36 “Therefore let all the house of Israel know for certain that God has made Him both Lord and Christ — this Jesus whom you crucified.”
37 Now when they heard this, they were pierced to the heart, and said to Peter and the rest of the apostles, “Brethren, what shall we do?”
38 Peter said to them, “Repent, and each of you be baptized in the name of Jesus Christ for the forgiveness of your sins; and you will receive the gift of the Holy Spirit. 39 For the promise is for you and your children and for all who are far off, as many as the Lord our God will call to Himself.”
40 And with many other words he solemnly testified and kept on exhorting them, saying, “Be saved from this perverse generation!”
41 So then, those who had received his word were baptized; and that day there were added about three thousand souls.
The key to the passage is 38-39, yet those are the very ones which many misunderstand apply.
“Repent, and each of you be baptized in the name of Jesus Christ for the forgiveness of your sins; and you will receive the gift of the Holy Spirit.
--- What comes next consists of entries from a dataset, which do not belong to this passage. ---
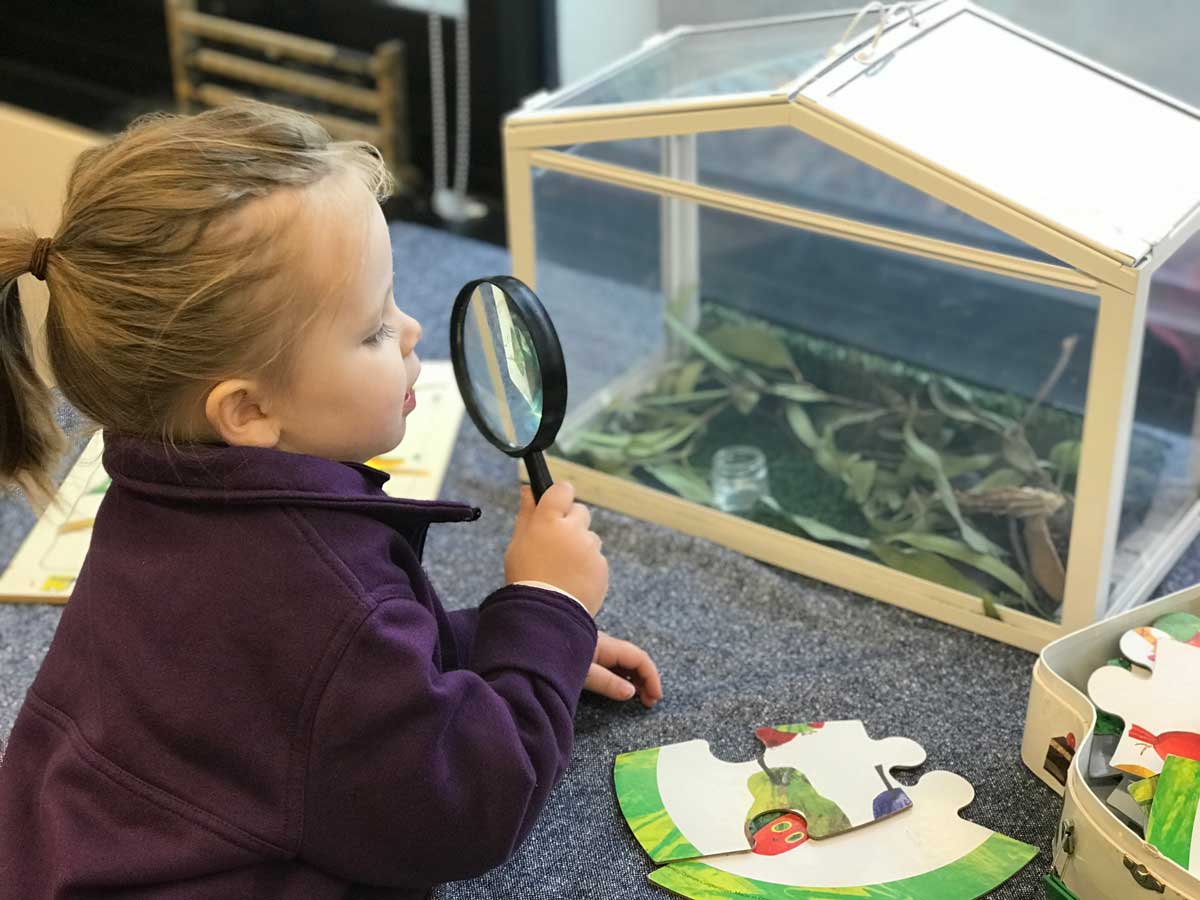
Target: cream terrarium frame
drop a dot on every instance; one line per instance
(1098, 258)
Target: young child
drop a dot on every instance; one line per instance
(255, 693)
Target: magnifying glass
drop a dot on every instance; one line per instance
(509, 367)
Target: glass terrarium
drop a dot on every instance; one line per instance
(909, 305)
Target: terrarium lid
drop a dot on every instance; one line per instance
(1045, 129)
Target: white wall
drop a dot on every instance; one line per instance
(1153, 41)
(593, 33)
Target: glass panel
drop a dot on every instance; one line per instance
(1163, 480)
(786, 166)
(735, 60)
(909, 412)
(1080, 148)
(600, 283)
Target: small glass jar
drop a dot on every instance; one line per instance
(739, 478)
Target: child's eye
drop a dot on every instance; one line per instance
(382, 335)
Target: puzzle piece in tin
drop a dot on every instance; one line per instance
(1139, 645)
(1161, 713)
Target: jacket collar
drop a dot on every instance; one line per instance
(220, 473)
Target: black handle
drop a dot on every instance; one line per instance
(539, 474)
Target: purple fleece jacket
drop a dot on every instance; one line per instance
(255, 694)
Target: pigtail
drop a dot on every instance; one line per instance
(30, 439)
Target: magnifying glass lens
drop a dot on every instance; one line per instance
(502, 367)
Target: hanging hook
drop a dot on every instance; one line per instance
(886, 16)
(874, 6)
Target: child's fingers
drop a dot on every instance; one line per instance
(558, 499)
(607, 684)
(525, 510)
(624, 655)
(581, 515)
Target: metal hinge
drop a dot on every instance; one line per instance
(1141, 875)
(1067, 837)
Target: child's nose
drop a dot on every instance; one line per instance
(411, 335)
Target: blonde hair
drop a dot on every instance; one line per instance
(153, 293)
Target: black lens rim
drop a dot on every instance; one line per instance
(545, 343)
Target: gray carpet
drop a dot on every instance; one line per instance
(739, 645)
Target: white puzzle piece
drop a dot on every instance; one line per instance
(929, 853)
(1161, 713)
(1140, 645)
(682, 802)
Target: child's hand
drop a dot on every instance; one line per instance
(622, 669)
(551, 543)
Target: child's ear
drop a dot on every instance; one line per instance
(238, 412)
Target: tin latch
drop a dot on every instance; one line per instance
(1141, 875)
(1067, 837)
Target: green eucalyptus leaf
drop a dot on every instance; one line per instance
(929, 457)
(859, 477)
(798, 393)
(1065, 457)
(1020, 455)
(936, 569)
(599, 438)
(983, 417)
(802, 426)
(745, 400)
(684, 481)
(999, 479)
(689, 377)
(751, 343)
(652, 443)
(663, 400)
(955, 466)
(959, 551)
(701, 346)
(819, 531)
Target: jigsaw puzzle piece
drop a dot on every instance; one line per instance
(1139, 645)
(1181, 625)
(843, 762)
(1161, 713)
(929, 852)
(811, 779)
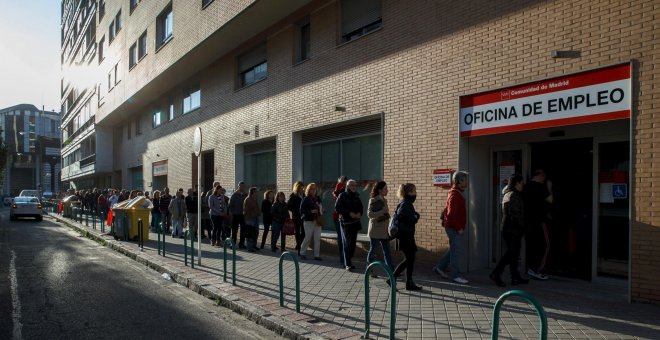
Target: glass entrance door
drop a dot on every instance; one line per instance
(613, 208)
(505, 162)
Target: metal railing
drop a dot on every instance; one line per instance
(233, 260)
(295, 261)
(543, 331)
(367, 313)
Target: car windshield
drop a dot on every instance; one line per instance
(26, 200)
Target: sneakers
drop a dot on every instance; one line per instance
(537, 275)
(460, 280)
(440, 272)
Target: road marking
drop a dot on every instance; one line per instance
(16, 303)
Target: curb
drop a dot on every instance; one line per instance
(258, 315)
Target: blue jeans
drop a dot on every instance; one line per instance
(251, 243)
(452, 256)
(340, 242)
(386, 251)
(277, 230)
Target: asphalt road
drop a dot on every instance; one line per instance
(55, 284)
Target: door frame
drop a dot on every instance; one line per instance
(597, 140)
(525, 162)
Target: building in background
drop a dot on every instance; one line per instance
(86, 150)
(313, 89)
(33, 149)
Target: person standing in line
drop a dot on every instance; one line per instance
(513, 230)
(251, 212)
(310, 210)
(537, 196)
(266, 205)
(217, 209)
(177, 209)
(295, 199)
(236, 211)
(191, 211)
(407, 220)
(339, 188)
(455, 222)
(379, 218)
(350, 209)
(165, 199)
(155, 212)
(280, 213)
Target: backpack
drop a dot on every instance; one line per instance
(393, 228)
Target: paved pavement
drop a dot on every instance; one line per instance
(332, 299)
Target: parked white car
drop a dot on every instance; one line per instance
(26, 207)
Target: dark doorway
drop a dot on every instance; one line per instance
(569, 165)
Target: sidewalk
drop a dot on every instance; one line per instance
(332, 299)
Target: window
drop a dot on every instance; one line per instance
(191, 98)
(171, 109)
(118, 22)
(138, 127)
(133, 4)
(252, 66)
(157, 118)
(302, 40)
(101, 44)
(101, 9)
(111, 32)
(359, 18)
(164, 26)
(142, 45)
(132, 56)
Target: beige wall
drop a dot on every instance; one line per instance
(413, 70)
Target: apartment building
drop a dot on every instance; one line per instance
(404, 91)
(31, 136)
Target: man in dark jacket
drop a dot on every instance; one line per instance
(350, 209)
(237, 216)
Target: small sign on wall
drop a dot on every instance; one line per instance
(442, 178)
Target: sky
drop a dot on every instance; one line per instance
(30, 53)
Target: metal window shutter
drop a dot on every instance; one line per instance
(357, 14)
(341, 132)
(260, 147)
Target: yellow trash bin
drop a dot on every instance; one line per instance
(136, 209)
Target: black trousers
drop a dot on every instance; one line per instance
(409, 248)
(300, 231)
(236, 222)
(510, 258)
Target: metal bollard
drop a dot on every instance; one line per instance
(125, 227)
(295, 261)
(543, 328)
(192, 249)
(367, 314)
(140, 235)
(233, 260)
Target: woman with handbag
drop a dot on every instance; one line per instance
(280, 214)
(311, 210)
(407, 219)
(379, 218)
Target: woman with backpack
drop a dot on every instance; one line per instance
(407, 218)
(379, 218)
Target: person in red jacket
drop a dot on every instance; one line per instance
(455, 220)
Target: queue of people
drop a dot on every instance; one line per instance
(226, 217)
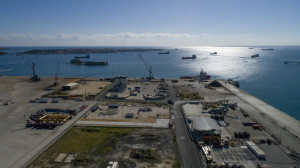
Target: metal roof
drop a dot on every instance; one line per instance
(205, 124)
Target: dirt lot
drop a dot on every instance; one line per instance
(89, 88)
(160, 112)
(86, 88)
(96, 147)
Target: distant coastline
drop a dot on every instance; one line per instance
(86, 50)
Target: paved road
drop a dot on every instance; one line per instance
(190, 157)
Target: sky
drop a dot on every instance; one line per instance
(149, 22)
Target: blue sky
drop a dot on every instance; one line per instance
(149, 22)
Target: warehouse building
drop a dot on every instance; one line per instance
(120, 83)
(70, 86)
(206, 130)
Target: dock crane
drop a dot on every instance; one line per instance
(35, 77)
(56, 76)
(149, 68)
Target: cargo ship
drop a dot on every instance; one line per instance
(86, 56)
(234, 82)
(95, 63)
(255, 55)
(192, 57)
(164, 52)
(77, 61)
(202, 76)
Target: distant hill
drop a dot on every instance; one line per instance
(87, 50)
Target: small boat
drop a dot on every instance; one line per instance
(203, 75)
(93, 63)
(164, 52)
(192, 57)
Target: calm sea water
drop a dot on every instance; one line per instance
(266, 77)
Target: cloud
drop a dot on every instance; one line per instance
(124, 39)
(140, 39)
For the promise is for you and your children and for all who are far off, as many as the Lord our God will call to Himself.”
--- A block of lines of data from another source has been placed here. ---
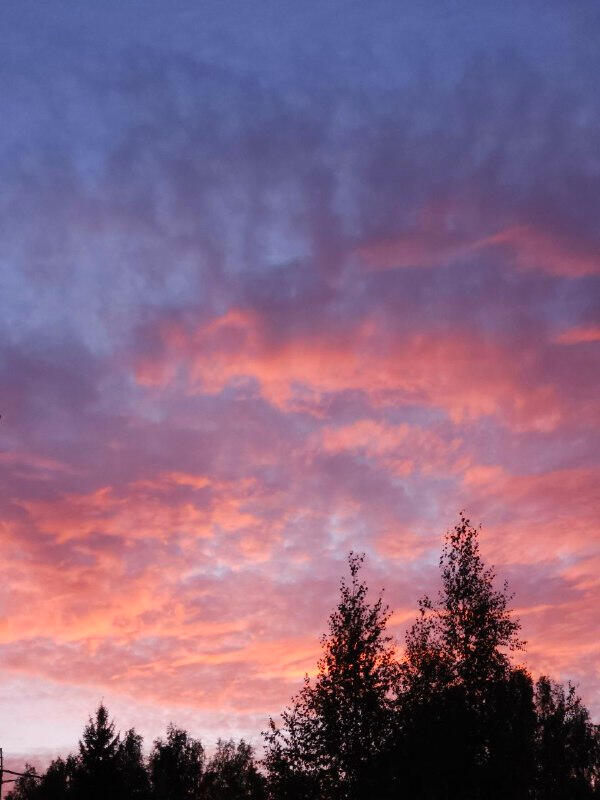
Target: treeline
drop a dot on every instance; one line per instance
(454, 718)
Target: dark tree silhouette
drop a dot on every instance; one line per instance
(568, 745)
(454, 720)
(336, 727)
(134, 783)
(231, 774)
(26, 787)
(57, 782)
(97, 774)
(461, 697)
(176, 766)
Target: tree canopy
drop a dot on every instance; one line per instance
(450, 717)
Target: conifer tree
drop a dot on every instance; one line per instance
(176, 766)
(97, 775)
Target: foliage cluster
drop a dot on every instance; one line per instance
(453, 718)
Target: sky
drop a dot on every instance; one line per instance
(279, 281)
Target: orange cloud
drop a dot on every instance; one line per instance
(469, 377)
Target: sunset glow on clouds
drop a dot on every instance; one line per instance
(277, 284)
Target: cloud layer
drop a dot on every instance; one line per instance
(269, 298)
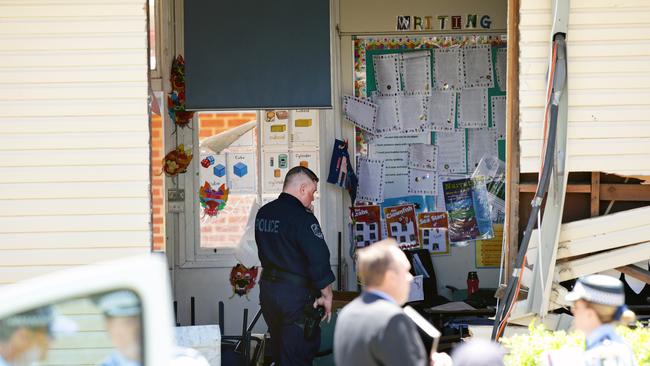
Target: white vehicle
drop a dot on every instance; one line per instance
(101, 314)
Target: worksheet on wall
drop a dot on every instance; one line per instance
(387, 115)
(473, 108)
(451, 152)
(422, 181)
(387, 76)
(448, 68)
(241, 172)
(477, 66)
(501, 63)
(499, 115)
(303, 128)
(393, 150)
(361, 112)
(371, 180)
(416, 71)
(480, 142)
(412, 112)
(441, 110)
(423, 156)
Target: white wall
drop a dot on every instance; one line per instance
(74, 143)
(608, 47)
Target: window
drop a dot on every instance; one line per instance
(252, 167)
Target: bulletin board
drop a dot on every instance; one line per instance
(470, 133)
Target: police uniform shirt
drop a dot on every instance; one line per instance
(290, 239)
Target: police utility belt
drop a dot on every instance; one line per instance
(276, 275)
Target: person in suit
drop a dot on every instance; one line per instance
(373, 329)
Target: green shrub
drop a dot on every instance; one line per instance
(526, 349)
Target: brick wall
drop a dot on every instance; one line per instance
(228, 227)
(157, 183)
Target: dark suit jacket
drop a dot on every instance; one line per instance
(374, 331)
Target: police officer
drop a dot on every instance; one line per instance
(296, 273)
(598, 304)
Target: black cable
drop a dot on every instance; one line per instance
(558, 83)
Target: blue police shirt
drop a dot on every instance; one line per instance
(290, 239)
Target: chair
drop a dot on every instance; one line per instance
(431, 296)
(235, 350)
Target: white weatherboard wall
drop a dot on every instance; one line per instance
(608, 46)
(74, 142)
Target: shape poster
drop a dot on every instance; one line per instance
(304, 128)
(275, 128)
(213, 169)
(394, 151)
(433, 232)
(241, 172)
(274, 167)
(367, 225)
(488, 252)
(402, 225)
(307, 159)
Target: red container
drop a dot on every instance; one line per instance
(472, 283)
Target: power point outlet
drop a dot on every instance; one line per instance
(175, 207)
(175, 195)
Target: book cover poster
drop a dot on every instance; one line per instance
(367, 225)
(463, 225)
(401, 224)
(433, 232)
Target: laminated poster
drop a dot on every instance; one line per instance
(367, 225)
(275, 166)
(433, 232)
(275, 127)
(468, 209)
(402, 225)
(371, 180)
(241, 172)
(488, 252)
(213, 169)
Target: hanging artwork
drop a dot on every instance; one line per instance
(242, 280)
(177, 161)
(213, 200)
(176, 99)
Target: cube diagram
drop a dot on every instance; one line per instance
(240, 169)
(219, 170)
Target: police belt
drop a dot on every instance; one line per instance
(276, 275)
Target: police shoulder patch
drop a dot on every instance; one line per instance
(315, 228)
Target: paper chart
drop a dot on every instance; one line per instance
(473, 108)
(477, 66)
(441, 110)
(361, 112)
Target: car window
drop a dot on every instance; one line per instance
(99, 329)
Note that when they hear the Law (“this Jesus whom you crucified”), they respond in despair: “what shall we do?” Quite often, Peter’s response is seen as directing to more Law… “do this!” But is that what the text says?
Everything that is mentioned is a gift given to them, not something they offer (repentance, baptism, forgiveness, promise). The key then is that Peter points them to the Gospel — baptism is God’s work (something done to them) and gift, providing forgiveness of sins and the Holy Spirit. Further, he states that the “promise is for …”
Thus, far from being a Law response to someone under the Law, Peter gives a Gospel response, the only thing that cures despair and hopelessness, along with sin and death. Peter proclaims Jesus Christ to bring life to those who had none.
And that is the Easter hope and what the celebration is all about.